経営革新を行って成長発展ビジョンを実現するんだという経営者としての思いを強く打ち出し、経営改革と経営体質の強化を実践するというのは、何も中小企業だけが行うべき取組みではありません。中堅・大企業であったとしても、今まで強みとしてきたビジネスモデルが技術革新によって一瞬にして崩壊することは枚挙に暇がありません。しかも企業規模が大きいほど変化対応力に欠けています。今までの成功体験が変化することに対する心理的抵抗と危機感の欠如で手遅れになってしまう傾向が強いと言えます。
今の日本の大企業の経営者は、国際競争力が一気に低下してきている現状を本当に直視しているのでしょうか。

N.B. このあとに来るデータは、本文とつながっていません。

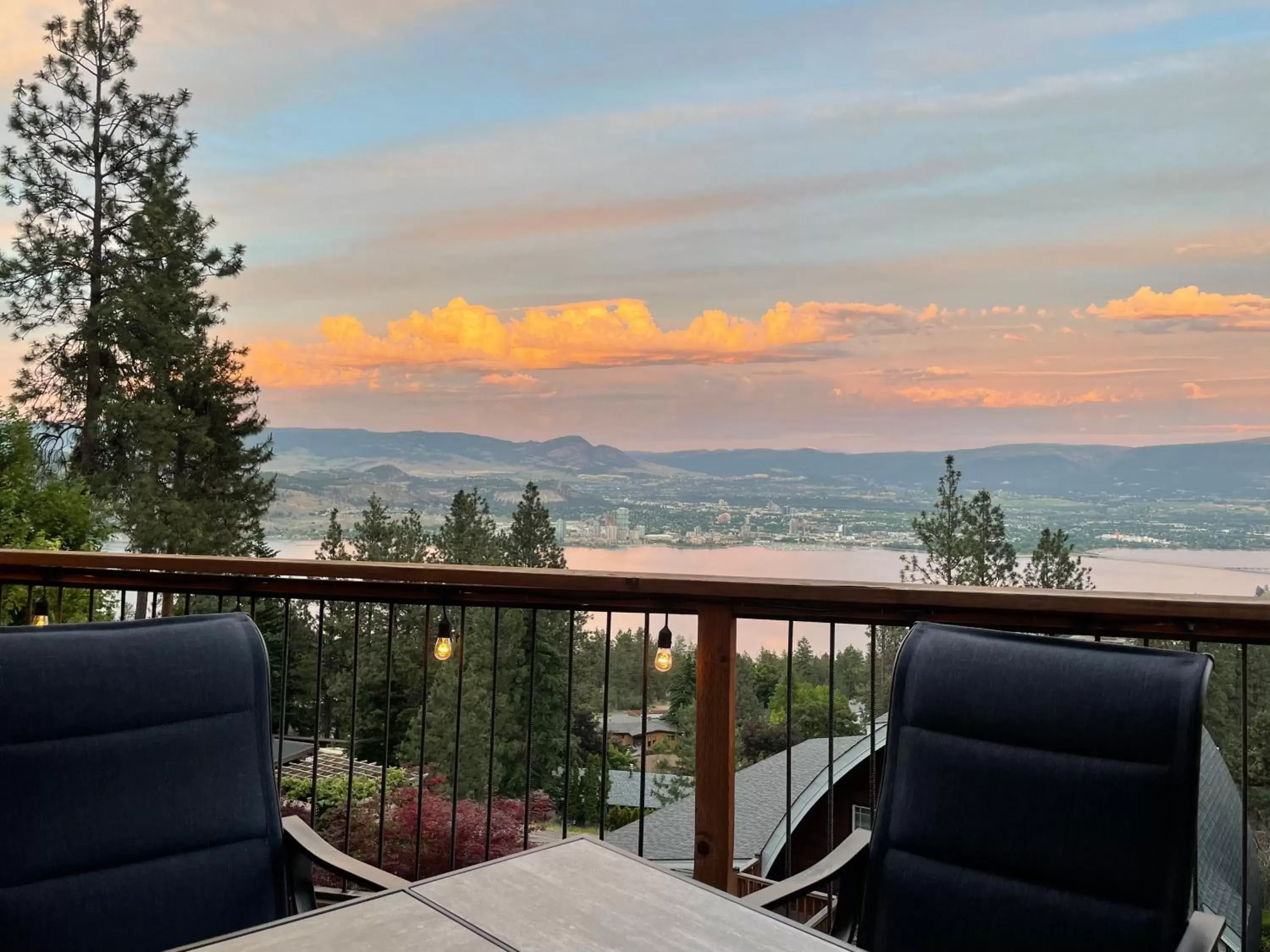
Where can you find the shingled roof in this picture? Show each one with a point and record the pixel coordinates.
(760, 796)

一方で中小企業は経営者一人の判断で機動的に変化できる強みがあります。国際間連携によるグローバル展開も柔軟性とともに決断が速いという優位性があります。
この閉塞感が深刻化している今の日本で、いつまで日本市場と日本でのものづくりにこだわり続けていて未来があるのでしょうか。今こそビジネスモデルを海外の視点から見直してみることで課題が解決できることがたくさんあると思います。
しかし、今、誰も事業パートナーとして価値を感じず、買収するに値するような強みを有しない事業経営で、いきなり海外で事業展開するというのはあまりにも無謀です。そんな感じで海外で飲食店事業をやるんだと安易にベトナムに進出し、一年も経たずに閉店に追い込まれている店舗をホーチミンのレタントン通りのあちこちで見かけます。
今やらねばならないこととは・・・・。まずは専門家による経営診断を受けてみてください、そして社会における自社の存在理由とは何なのかをとことん振り返り、自分のやりたいこと、解決したいことを素直にぶつけてみてください。そして、将来自分の会社を第三者が買収してみたいと思わせるような企業として、何を変えていくべきなのかという観点から経営の磨き上げに全力で取り組んでもらってはどうでしょうか。
企業を売る、売らないは別次元の話です。場合によっては、買ってもらうに値する経営磨き上げの結果、自社を売却するよりもむしろ他社を買収する戦略も選択肢に入ってくることもあるでしょうし、買収することで事業承継や海外展開による次世代に向けた成長戦略の実現も可能になってくると思うのです。